12 comments on “A No BS Guide to the Basics of Parallelization in R

  1. Thanks for the short intro. Just some nitpicks: I got an error with your example: "Fehler in checkForRemoteErrors(val) :
    1000 nodes produced errors; first error: Objekt 'doors' nicht gefunden" which i was able to heal by putting doors into function onerun. Here are the results on my windows with 2 clusters:> run1 run2 run3 rbind(run1, run2, run3)
    avg runtime cores
    [1,] 0.66887 36.79 1
    [2,] 0.66498 25.68 2
    [3,] 0.66656 33.32 4

    which is considerably worse than the unthreaded result
    elapsed
    1.33

    • You are most correct. That's where doors originally was, and it seems I changed it at the last minute, and I'm not entirely sure why, as I obviously didn't test it. Thanks.

  2. Thank you so much! Can you say a little more about multiple inputs? (The parallel and lapply documentation are rather scant) If I want to pass a function which takes arguments, for example:

    MyFunction <- function(a,b,c) {
    stuff happens here
    return(result)
    }

    mclapply(X=1:1000, FUN=MyFunction(a,b,c), mc.cores=detectCores())

    I *think* my trying to pass arguments like this is what is giving: Error in get(as.character(FUN), mode = \"function\", envir = envir) : \n object 'FUN' of mode 'function' was not found\n"

    Thanks!
    Alexis

    • Yes, this is not allowed. You would need to do something like collapse all of your inputs into strings with some kind of separator character. So if you want to evaluate MyFunction(a,b,c), you first need to do something like

      x <- paste(a, b, c, sep="@")
      

      Then make a "new" function that knows what to do with these string inputs, say

      mcMyFunction <- function(x){
      	x <- unlist(strsplit(x, split="@"))
      	MyFunction(x[1], x[2], x[3])
      }
      

      So in the context of mclapply(), you collapse all of your n-tuple inputs into single strings, and call the collection of them X. Then you just do

      mclapply(X=X, FUN=mcMyFunction, 
      	mc.cores=cores)
      
      • Gosh thanks! Ok, so what if one of my arguments is some complicated data structure, like a list of lists of vectors of stuff (and things). Is there a good way to convert such things back and forth from paste-able representations?

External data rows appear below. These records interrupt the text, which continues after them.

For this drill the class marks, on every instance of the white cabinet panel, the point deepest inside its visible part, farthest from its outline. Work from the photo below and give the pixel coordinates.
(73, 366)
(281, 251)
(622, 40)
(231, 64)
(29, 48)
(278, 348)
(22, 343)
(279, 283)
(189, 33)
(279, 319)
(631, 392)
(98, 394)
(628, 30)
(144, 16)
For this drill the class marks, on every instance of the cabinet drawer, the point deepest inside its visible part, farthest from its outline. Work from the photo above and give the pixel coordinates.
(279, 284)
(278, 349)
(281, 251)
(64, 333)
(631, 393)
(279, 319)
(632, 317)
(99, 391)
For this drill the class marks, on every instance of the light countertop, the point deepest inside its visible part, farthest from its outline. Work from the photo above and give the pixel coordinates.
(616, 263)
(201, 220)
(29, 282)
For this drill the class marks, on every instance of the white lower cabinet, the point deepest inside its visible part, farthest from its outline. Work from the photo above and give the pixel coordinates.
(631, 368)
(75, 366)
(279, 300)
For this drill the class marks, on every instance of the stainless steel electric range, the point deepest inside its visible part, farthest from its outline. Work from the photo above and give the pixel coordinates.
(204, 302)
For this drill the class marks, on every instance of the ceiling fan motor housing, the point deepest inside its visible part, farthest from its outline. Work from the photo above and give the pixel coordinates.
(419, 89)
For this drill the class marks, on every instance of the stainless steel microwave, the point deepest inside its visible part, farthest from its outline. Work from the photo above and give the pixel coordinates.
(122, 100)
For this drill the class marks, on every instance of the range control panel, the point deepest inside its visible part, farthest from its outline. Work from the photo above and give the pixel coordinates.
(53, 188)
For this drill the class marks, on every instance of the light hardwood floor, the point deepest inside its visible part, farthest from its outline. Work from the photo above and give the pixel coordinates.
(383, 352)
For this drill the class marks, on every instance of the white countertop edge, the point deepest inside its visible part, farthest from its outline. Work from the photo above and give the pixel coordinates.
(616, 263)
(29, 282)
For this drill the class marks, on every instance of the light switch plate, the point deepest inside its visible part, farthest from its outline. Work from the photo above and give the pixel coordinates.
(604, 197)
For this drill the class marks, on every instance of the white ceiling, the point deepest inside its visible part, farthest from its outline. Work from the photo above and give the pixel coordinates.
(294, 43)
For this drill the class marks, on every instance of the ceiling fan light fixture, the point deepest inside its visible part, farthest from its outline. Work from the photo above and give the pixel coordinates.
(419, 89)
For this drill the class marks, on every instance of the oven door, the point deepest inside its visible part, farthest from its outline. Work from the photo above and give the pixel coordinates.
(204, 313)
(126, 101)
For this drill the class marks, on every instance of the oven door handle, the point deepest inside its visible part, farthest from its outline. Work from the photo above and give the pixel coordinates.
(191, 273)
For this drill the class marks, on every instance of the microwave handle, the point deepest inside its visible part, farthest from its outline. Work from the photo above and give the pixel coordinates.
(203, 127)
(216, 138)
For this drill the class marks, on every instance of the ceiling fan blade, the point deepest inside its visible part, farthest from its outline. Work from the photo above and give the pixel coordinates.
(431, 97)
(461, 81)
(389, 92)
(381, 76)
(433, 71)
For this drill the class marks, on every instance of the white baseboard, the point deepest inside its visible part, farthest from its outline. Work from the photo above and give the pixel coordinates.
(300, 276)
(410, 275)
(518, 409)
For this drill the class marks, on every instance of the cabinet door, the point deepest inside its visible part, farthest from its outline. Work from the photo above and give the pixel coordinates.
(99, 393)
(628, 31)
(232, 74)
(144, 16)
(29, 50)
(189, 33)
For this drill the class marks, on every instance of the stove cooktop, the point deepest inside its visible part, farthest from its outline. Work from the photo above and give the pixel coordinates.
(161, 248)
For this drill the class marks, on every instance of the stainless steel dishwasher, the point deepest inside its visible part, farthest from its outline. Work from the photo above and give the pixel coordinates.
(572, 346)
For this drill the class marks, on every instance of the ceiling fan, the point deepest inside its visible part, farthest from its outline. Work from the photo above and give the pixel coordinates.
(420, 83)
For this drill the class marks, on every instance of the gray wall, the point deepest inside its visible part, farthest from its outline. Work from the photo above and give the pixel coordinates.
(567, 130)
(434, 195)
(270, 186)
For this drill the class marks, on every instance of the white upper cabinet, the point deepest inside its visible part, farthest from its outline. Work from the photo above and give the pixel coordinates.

        • Interesting; I've never needed anything like this before, but the same principle applies. You would just want to use the indices for your lists to be the combined strings. But you'd have to be a little careful about how you do it.

          Without knowing more of what you have in mind, it's a little difficult to come up with an example. The way you would want to chop things up with something that complicated would depend heavily on what you're actually trying to do, because certain ways of distributing the computations probably wouldn't make any sense. Feel free to use the contact form on my About page if you want to discuss this in more detail.

          • From your response, I'm not sure if I was clear or not: I want to pass the complex data structures *themselves*, not simply their indicies (the complex structures both guide and also facilitate the efficient completion of MyFunction).

          • I don't understand the dilemma. If you have everything stored in a global list (which itself may be a list of lists, whose objects themselves are lists of lists, ...), then having the indices is equivalent to having the objects. You just pass the indices to a function which knows "what to do" with them and then calls on the real function, much in the same way that mcMyFunction does above.

            I may not fully understand or appreciate the difficulty of your problem; an example might help, but we are quickly reaching the limit of comment depth that WordPress will allow. If you want to discuss this further, it might be best to do so in a different venue, such as email.

            Best of luck.

  3. "If you are a computer science nerd who wants to write a 100,000 word dissertation about why this is not an appropriate metaphor, please send your submissions to nobodycares@shutupihateyou.org."

    - Not only is the cashier metaphor effective, the pre-emptive FU is perfect there. Real educators hate those losers, thank you for adding that :)

  4. Thanks for the very helpful tutorial!
    As for Monty Hall, it looks to me like your program does not include the switch. So I think what you're simulating is the probability of losing if she NEVER switches, which is 2/3 or course. Programming in the switch would add a few lines to the code.